Most failed negotiations, in my experience, happen because intent is unclear. When you do not know your real objective, every clause feels existential. When purpose is defined, every concession becomes strategic. Negotiation begins before the meeting, in how you set your own priorities.

Tempo, Power, and the Art of Stillness

Power in negotiation is rarely fixed. It shifts with timing, need, and perception. Some negotiators rush to force closure. Others drag the process until momentum is lost. The real skill lies in managing tempo. Knowing when to push and when to pause often determines whether a deal progresses or collapses.

A few years ago, I was on a tense call with a General Counsel who rejected our pricing model outright. Instead of pushing back, I paused. Ten seconds of silence. In that short moment, he began speaking again, sharing concerns he had never mentioned. Those details allowed us to restructure the deal in a way that worked for both sides. That experience reminded me that silence is not the absence of strategy. Sometimes, it is the strategy.

The Psychology Beneath the Process

Negotiation is not purely rational. It is deeply human. Lawyers tend to be analytical and risk-aware, but these strengths can create blind spots. The desire for control can limit adaptability. The need to win can overshadow the broader objective.

Great negotiators understand their own psychological patterns. They can tell when ego is speaking instead of strategy. They know that influence comes not from dominance but from perception, by shaping how the other side sees fairness and value.

“Negotiation is rarely about changing someone’s mind. It is about helping the other side feel comfortable enough to move.”

Preparation is equally psychological. Entering a negotiation with a clear narrative that aligns legal positions with commercial goals changes the conversation. The most persuasive negotiators do not overwhelm with arguments. They align on purpose.

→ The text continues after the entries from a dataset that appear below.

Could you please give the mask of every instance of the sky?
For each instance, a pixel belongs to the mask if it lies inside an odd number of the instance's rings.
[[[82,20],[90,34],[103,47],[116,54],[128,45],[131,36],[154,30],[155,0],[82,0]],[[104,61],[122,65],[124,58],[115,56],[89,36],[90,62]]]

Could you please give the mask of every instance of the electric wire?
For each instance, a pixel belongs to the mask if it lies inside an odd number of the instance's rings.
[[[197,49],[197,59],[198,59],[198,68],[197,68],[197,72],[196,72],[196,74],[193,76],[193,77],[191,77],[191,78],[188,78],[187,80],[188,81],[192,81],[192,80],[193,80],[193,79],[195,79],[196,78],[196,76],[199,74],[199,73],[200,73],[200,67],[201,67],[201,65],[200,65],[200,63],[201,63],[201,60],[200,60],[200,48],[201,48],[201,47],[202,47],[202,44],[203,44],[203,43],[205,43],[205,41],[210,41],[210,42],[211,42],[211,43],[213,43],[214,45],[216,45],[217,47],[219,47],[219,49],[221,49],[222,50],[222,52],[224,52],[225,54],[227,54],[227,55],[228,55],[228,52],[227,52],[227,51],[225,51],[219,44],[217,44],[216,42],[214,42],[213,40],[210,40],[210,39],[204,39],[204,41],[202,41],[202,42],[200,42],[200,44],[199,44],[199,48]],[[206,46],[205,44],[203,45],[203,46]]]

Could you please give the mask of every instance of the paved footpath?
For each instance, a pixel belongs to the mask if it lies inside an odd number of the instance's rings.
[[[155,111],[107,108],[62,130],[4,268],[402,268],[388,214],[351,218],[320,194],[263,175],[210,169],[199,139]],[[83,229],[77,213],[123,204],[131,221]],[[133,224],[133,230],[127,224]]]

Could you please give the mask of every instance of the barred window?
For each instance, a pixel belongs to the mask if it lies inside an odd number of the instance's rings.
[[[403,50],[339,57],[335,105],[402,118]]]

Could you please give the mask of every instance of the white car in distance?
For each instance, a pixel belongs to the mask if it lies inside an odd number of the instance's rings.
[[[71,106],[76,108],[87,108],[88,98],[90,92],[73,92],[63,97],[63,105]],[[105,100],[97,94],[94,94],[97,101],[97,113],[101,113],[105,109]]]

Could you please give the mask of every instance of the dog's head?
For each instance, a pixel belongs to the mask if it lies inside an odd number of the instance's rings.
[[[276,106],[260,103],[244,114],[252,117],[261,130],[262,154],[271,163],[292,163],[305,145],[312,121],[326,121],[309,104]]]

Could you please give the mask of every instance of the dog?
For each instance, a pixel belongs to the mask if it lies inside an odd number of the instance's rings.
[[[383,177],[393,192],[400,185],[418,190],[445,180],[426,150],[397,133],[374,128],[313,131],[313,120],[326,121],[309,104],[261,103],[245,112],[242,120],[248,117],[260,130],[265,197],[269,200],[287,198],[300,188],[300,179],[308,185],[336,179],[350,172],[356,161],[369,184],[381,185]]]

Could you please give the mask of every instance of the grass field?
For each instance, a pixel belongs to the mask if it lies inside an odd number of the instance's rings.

Emotional intelligence plays a decisive role. Behind most rigid positions lies fear: fear of loss, of being outmanoeuvred, of appearing weak. Recognising these emotions helps you address them. Negotiation is rarely about changing someone’s mind. It is about helping the other side feel comfortable enough to move.

Culture, Trust, and the Human Equation

In international negotiations, culture often decides what logic alone cannot. Some markets value relationships more than timelines; others value precision more than persuasion. Understanding these nuances is not courtesy. It is strategy.

I once negotiated with a West African partner who refused to discuss pricing until we had met in person. Emails and calls went nowhere. When I finally flew to meet him, he spent the first two hours talking about his family, his travels, and the local market. Not a single commercial point. Only after that conversation did he say, “Now we can talk business.” What followed was the smoothest negotiation of the year. What looked like inefficiency from a distance was, in his culture, a test of trust. Once that trust was built, the deal closed in days. That experience taught me that in some markets, the relationship is the negotiation.

At its core, negotiation is built on trust. Trust comes from consistency: how you listen, follow up, and manage disagreement. A counterpart who trusts you is far more likely to collaborate than to resist. Deals signed through pressure fade quickly. Deals built on confidence last.

Negotiation as Reflection

Every negotiation reflects the person behind it. It reveals how we handle conflict, uncertainty, and ego. The negotiators who evolve fastest are those who learn to manage themselves first, who stay composed under pressure and turn resistance into dialogue.

As the role of in-house lawyers expands, negotiation becomes less about redlining and more about influence. It requires seeing beyond the contract and understanding the relationship it represents.

In the end, negotiation is not about closing. It is about opening: opening perspectives, building trust, and creating frameworks that last. The real power of negotiation lies in intent, in knowing not just what you want but why you want it.